« Alost ne doit pas noircir la réputation de la Belgique » – ambassadeur d’Israël
L'ambassadeur d'Israël à Bruxelles craint de voir resurgir "les clichés antisémites" qui ont valu à la manifestation d'être rayée du patrimoine immatériel de l'Unesco en décembre
À cinq jours du carnaval d’Alost, un des plus fréquentés de Belgique, l’ambassadeur d’Israël à Bruxelles craint de voir resurgir « les clichés antisémites » qui ont valu à la manifestation d’être rayée du patrimoine immatériel de l’Unesco en décembre.
Dans un entretien avec l’AFP, Emmanuel Nahshon explique qu’il serait « inacceptable » qu’il y ait un nouvel incident comme en 2019, quand un char caricaturant des Juifs orthodoxes aux nez crochus, assis sur des sacs d’or, avait suscité une vaste polémique.
Joël Rubinfeld, président de la Ligue Belge contre l’Antisémitisme, a partagé les craintes de l’ambassadeur. L’homme s’est ainsi rendu à Alost la semaine dernière pour « un avant-goût du grand raout antisémite prévu les 23, 24 et 25 février prochains ».
Dans une boutique, le responsable associatif a demandé « s’ils avaient des nez crochus. Une dame a dit que c’était en rupture de stock », a rapporté SudInfo.
AFP : Sur Twitter, en évoquant Alost, vous avez appelé à des « actes » en Belgique contre l’antisémitisme, pas seulement des paroles. Que souhaitez-vous ?
Emmanuel Nahshon : Il y a eu des déclarations de dirigeants belges dans le contexte des 75 ans de la libération du camp d’Auschwitz, qui sont des déclarations importantes, positives, encourageantes… Mais sans aucune traduction en actes. Le maire d’Alost est N-VA, je suppose que ce parti (de nationalistes flamands, ndlr) peut avoir un poids sur la prise de décision de cet élu dans ses fonctions de maire (…).
D’après ce qu’on lit, les costumes caricaturant les Juifs, avec un nez crochu et des papillotes, se sont vendus comme des petits pains, et tout laisse supposer que le défilé aura encore cette connotation antisémite et que malheureusement beaucoup de personnes y participeront.
La liberté d’expression est un principe du carnaval, et beaucoup vous répondront en Belgique qu’on ne punit pas quelqu’un pour s’être déguisé.
Il n’y a pas qu’une manière légale de faire face à l’antisémitisme, il faut aussi qu’il y ait tout un programme au niveau éducatif pour que les jeunes comprennent que c’est quelque chose de négatif et pas une conduite à imiter. Il faut dire que l’antisémitisme n’est malheureusement pas un problème seulement du passé mais aussi du présent.
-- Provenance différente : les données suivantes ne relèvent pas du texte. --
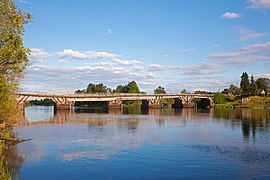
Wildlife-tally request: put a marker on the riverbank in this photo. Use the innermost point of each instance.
(257, 102)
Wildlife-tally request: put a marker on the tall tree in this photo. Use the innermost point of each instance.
(254, 87)
(132, 87)
(97, 88)
(261, 83)
(245, 84)
(160, 90)
(13, 54)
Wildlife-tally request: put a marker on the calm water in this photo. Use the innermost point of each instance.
(130, 144)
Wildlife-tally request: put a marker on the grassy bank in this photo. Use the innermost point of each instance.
(256, 102)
Quand le maire d’Alost (Christoph D’Haese) affirme que dans son carnaval on ne peut pas rire des tueurs du Brabant et de la tuerie abominable commise à Alost (8 morts dans un supermarché en novembre 1985), parce que, dit-il, la mémoire de la douleur est trop fraîche parmi les habitants… Alors je me permets de lui dire que la mémoire de la douleur de l’antisémitisme et de ses conséquences est trop fraîche au sein du peuple juif. C’est la raison pour laquelle nous estimons que toute moquerie à outrance et toute caricature des Juifs telle qu’elle est présentée au carnaval d’Alost est quelque chose d’illégitime et d’inacceptable.
Vous lancez un appel au monde politique pour qu’il réagisse ?
Je lance un appel à tous les gens de bonne volonté en Belgique, qu’ils appartiennent au monde politique, intellectuel, académique, religieux, associatif, économique etc, en disant : c’est inconcevable que le seul pays d’Europe accueillant une telle manifestation antisémite soit la Belgique, alors que c’est un pays démocratique, tolérant et ouvert. Il serait fort dommage que ce qui se passe à Alost noircisse la réputation de la Belgique qui ne le mérite pas.
Et les Alostois ne peuvent plus se cacher derrière le prétexte de la méconnaissance ou de l’innocence.
Si l’Unesco a dit de manière très claire que ce carnaval véhiculait des clichés antisémites, je suppose que le message est arrivé aussi à Alost.